Everywhere you look these days, people are talking about bank runs. The collapse of crypto exchange FTX; the flood of assets out of Credit Suisse Group AG; the limits on fund redemptions by Blackstone Real Estate Income Trust (BREIT) – they’ve all been characterized as “bank runs” by various commentators. Google searches for the term “run on the bank” are hitting levels not seen since the global financial crisis in 2008.

Thankfully, these aren’t your grandad’s bank runs – or even your aunt’s. They are much more benign than the Panic of 1857, for example, when, according to one account, “Wall Street literally was filled with depositors hurrying to withdraw their funds.” Banks in New York City lost about half their deposits in that episode. A series of cascading bank runs 75 years later contributed to the Great Depression and the failure of about 9,000 institutions. In contrast, this year’s events aren’t really bank runs at all.

As a regulated bank, Credit Suisse comes closest. After falling victim to viral online rumors about its financial condition, Credit Suisse began experiencing deposit and net asset outflows at the beginning of October. By mid-November, clients had pulled out up to 84 billion Swiss francs ($90 billion), equivalent to 6% of group assets under management.

But today’s regulations mean the group was well equipped to deal with the turmoil — as was the financial system, which saw no contagion. Like other banks, Credit Suisse is required to hold a stock of high-quality liquid assets at least as large as expected total net cash outflows over a stressed 30-day period. As deposits flowed out, Credit Suisse was able to maintain average liquidity coverage 40% in excess of its minimum.

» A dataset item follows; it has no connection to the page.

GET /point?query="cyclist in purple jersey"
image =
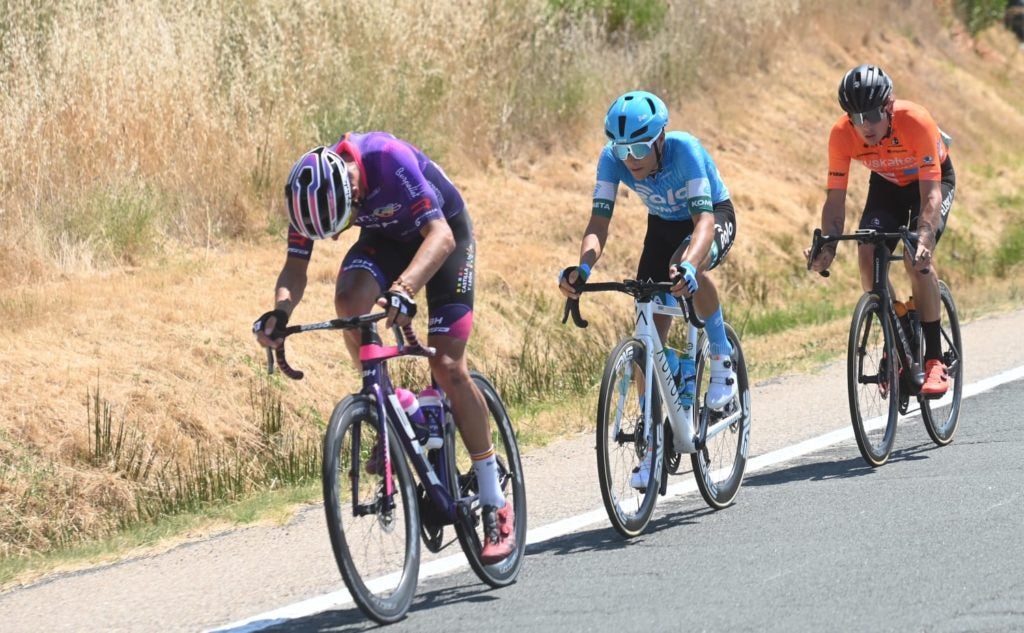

As a result, the exodus didn’t become self-fulfilling. “The outflows basically have stopped,” said the group’s chairman, Axel Lehmann, last week. “They are gradually coming back, in particular in Switzerland.”

The Blackstone Real Estate Income Trust has also been able to absorb the impact of outflows. While not a bank, the trust bears similarities by pairing illiquid assets with demand-based funding. The rapid growth of such open-ended investment funds has been a cause for concern among policymakers precisely because of this mismatch. In October this year, the International Monetary Fund cautioned that “in the face of adverse shocks, OEFs that offer daily redemptions to investors but hold relatively less liquid assets are vulnerable to the risk of investor runs (or large outflows) that could force these funds to sell assets to meet redemptions.”

But Blackstone real-estate fund’s structure acknowledges the risk by limiting investor withdrawals to just 2% of net asset value in any month and 5% in a calendar quarter. It was the triggering of these thresholds in November that led to cries of “bank run.” Yet it is precisely these limits that prevented a run from taking hold. As in the case of Credit Suisse, outflows don’t reflect well on the underlying business, but they hardly constitute a run on the bank.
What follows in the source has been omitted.